South Korea carried out the initial test fires of a new, heavy payload ballistic missile in March 2020, Yonhap News Agency, citing an official source, reported this week. The missile, known as the Hyunmoo-4, saw two tests from the Anheung Proving Grounds on the country’s west coast.
Little has been published officially on the Hyunmoo-4, but like the Hyunmoo-II and its variants, the system is thought to be a solid-propellant rocket. The Hyunmoo-4, however, has been reported to carry a payload as large as 2 tons to ranges of up to 800 kilometers. Testing was overseen by the Agency for Defense Development, South Korea’s indigenous defense research and development organization. According to Yonhap, two Hyunmoo-4 projectiles were tested in March, but one “misfired.”

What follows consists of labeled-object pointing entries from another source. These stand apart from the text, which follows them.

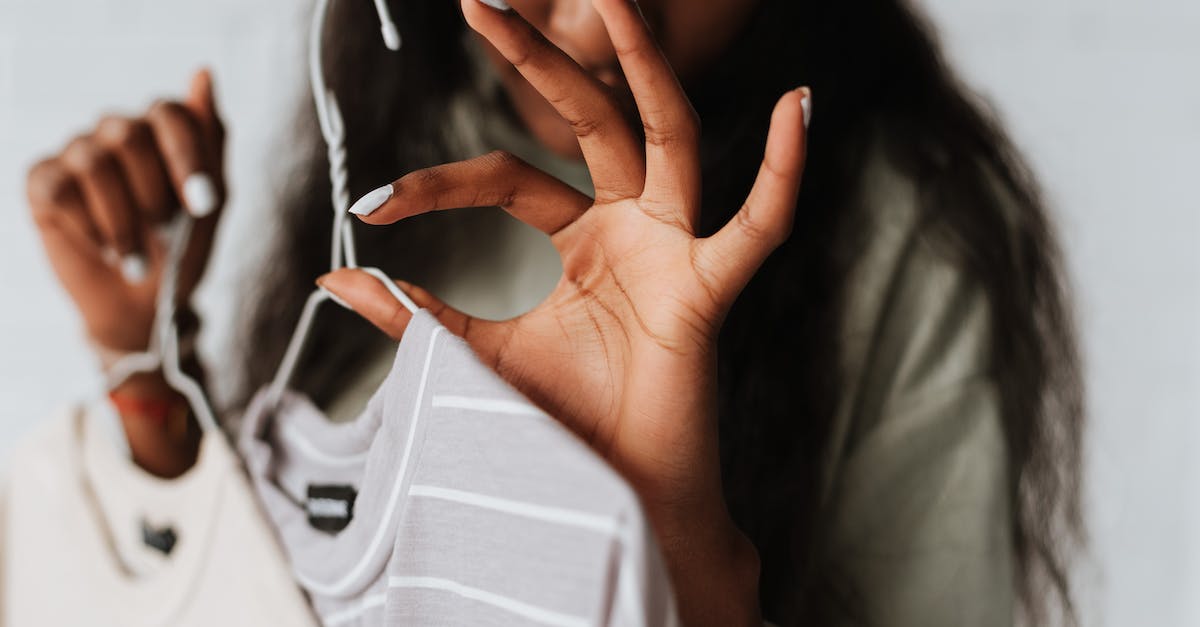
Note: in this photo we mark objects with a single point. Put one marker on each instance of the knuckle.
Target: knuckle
(165, 109)
(48, 184)
(585, 127)
(121, 132)
(751, 228)
(427, 179)
(84, 155)
(502, 161)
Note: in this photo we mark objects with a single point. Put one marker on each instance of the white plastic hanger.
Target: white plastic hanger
(163, 351)
(342, 249)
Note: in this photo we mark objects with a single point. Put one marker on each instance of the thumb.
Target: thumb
(367, 297)
(202, 102)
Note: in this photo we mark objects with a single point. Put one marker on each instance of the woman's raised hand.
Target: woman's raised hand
(100, 202)
(624, 350)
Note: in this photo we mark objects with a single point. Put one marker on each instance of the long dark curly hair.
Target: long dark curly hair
(881, 81)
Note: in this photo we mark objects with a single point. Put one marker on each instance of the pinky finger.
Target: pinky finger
(732, 256)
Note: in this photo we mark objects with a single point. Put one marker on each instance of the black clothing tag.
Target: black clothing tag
(330, 507)
(159, 538)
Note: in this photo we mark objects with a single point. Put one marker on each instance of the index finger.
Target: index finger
(671, 125)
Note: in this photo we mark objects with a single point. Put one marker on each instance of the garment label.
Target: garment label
(159, 538)
(330, 507)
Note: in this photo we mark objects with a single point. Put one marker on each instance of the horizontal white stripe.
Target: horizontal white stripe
(526, 610)
(486, 405)
(549, 514)
(352, 613)
(310, 451)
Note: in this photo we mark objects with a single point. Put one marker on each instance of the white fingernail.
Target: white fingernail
(199, 195)
(372, 202)
(133, 268)
(390, 36)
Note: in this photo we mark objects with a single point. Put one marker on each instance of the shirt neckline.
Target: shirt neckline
(119, 495)
(385, 435)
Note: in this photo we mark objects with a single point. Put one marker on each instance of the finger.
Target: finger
(132, 142)
(610, 148)
(671, 125)
(189, 165)
(108, 199)
(71, 239)
(371, 299)
(731, 257)
(202, 103)
(497, 179)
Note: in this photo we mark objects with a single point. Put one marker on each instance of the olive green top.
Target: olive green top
(916, 478)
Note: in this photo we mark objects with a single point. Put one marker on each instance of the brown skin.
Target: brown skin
(624, 351)
(690, 33)
(633, 327)
(109, 190)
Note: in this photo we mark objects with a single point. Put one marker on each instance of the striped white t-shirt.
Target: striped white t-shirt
(451, 500)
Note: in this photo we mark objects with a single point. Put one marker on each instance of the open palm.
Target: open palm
(624, 350)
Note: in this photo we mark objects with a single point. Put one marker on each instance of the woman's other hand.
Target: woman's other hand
(101, 202)
(624, 350)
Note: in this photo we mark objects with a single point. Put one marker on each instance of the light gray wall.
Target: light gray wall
(1102, 95)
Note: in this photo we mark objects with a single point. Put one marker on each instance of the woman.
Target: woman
(880, 424)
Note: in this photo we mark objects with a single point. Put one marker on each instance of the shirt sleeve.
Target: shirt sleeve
(918, 499)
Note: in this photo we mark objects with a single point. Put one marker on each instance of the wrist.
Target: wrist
(715, 571)
(124, 360)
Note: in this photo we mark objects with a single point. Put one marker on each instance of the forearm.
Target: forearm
(714, 568)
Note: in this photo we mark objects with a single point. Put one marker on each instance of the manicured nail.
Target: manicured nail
(372, 202)
(133, 268)
(807, 105)
(199, 195)
(499, 5)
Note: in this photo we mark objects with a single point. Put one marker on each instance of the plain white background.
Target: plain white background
(1102, 96)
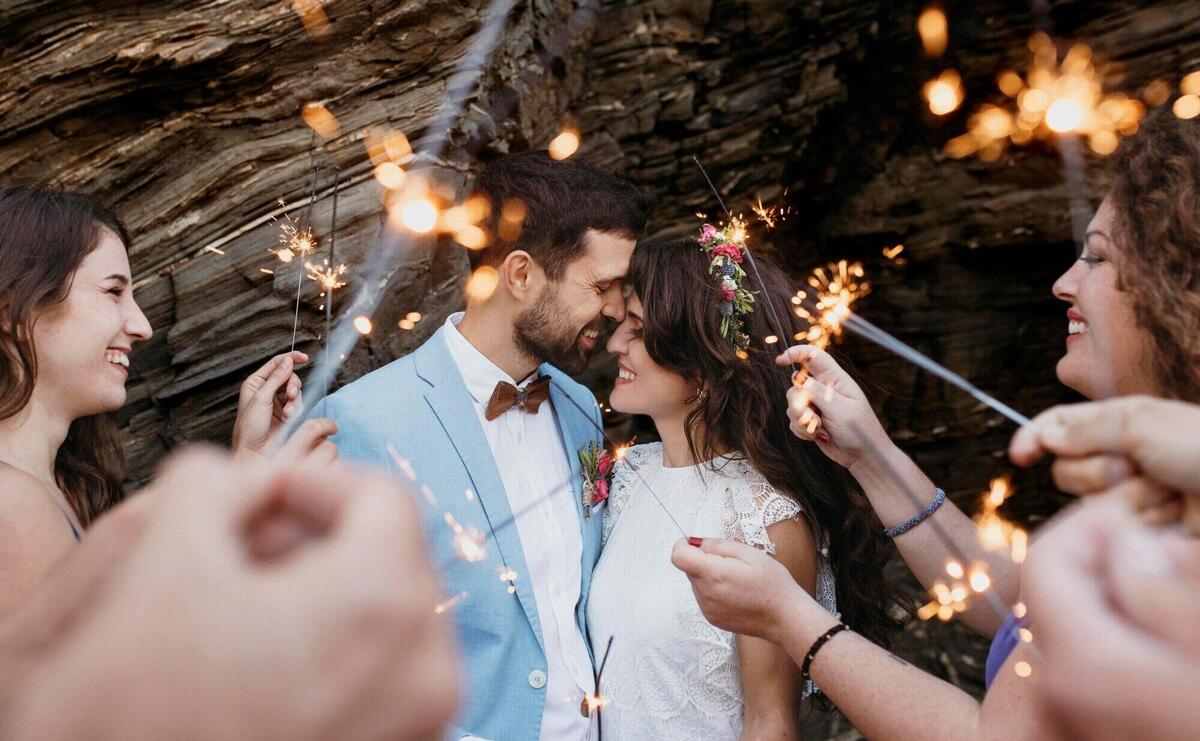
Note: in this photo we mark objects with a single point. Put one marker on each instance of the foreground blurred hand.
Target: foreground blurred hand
(1101, 444)
(1116, 607)
(233, 601)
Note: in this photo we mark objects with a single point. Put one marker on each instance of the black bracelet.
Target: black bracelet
(816, 646)
(918, 518)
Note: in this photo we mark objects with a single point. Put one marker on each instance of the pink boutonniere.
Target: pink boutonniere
(595, 467)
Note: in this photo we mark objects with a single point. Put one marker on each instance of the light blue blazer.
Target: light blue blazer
(420, 405)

The 2 ton payload for the Hyunmoo-4 was made possible by revisions to the U.S.-South Korea missile guidelines, which previously governed payload limits. Although range limits remain, the development of a missile like the heavy-payload Hyunmoo-4 could enable South Korea to in the future use the same booster with a reduced payload to significantly extend the missile’s range to that of a medium-range ballistic missile. No pictures have been released of the March Hyunmoo-4 test and it remains unclear what booster is being used for the missile. With the larger suspected payload weight and similar range goal as the Hyunmoo-2C, the Hyunmoo-4 would need an all-new, larger booster design.
Hyunmoo-4 will likely play an important role in the Korea Massive Punishment and Retaliation (KMPR) plan, which is designed to allow the South Korean armed forces rapid options to decapitate the North Korean leadership. The larger payload of the Hyunmoo-4 may allow for the accommodation of an earth-penetrating conventional warhead, which could hold North Korean leadership targets at risk at several underground facilities around the country. North Korea has scores of military underground facilities scattered across its mountainous terrain.
In 2017, South Korea first began testing the 800 kilometer range Hyunmoo-2C ballistic missile, which would allow it to strike any part of North Korea from within its borders. The missile guideline revisions came amid an unprecedented year of North Korean ballistic missile testing that year, which included the first tests of North Korea’s intercontinental-range ballistic missiles.
Since the testing of the Hyunmoo-2C, North Korea has introduced a new suite of short-range ballistic missiles with quasi-ballistic flight qualities and reportedly increased precision. One of these missiles, known to U.S. intelligence agencies as the KN23, resembles Russia’s Iskander-M short-range ballistic missile and South Korea’s Hyunmoo-2C.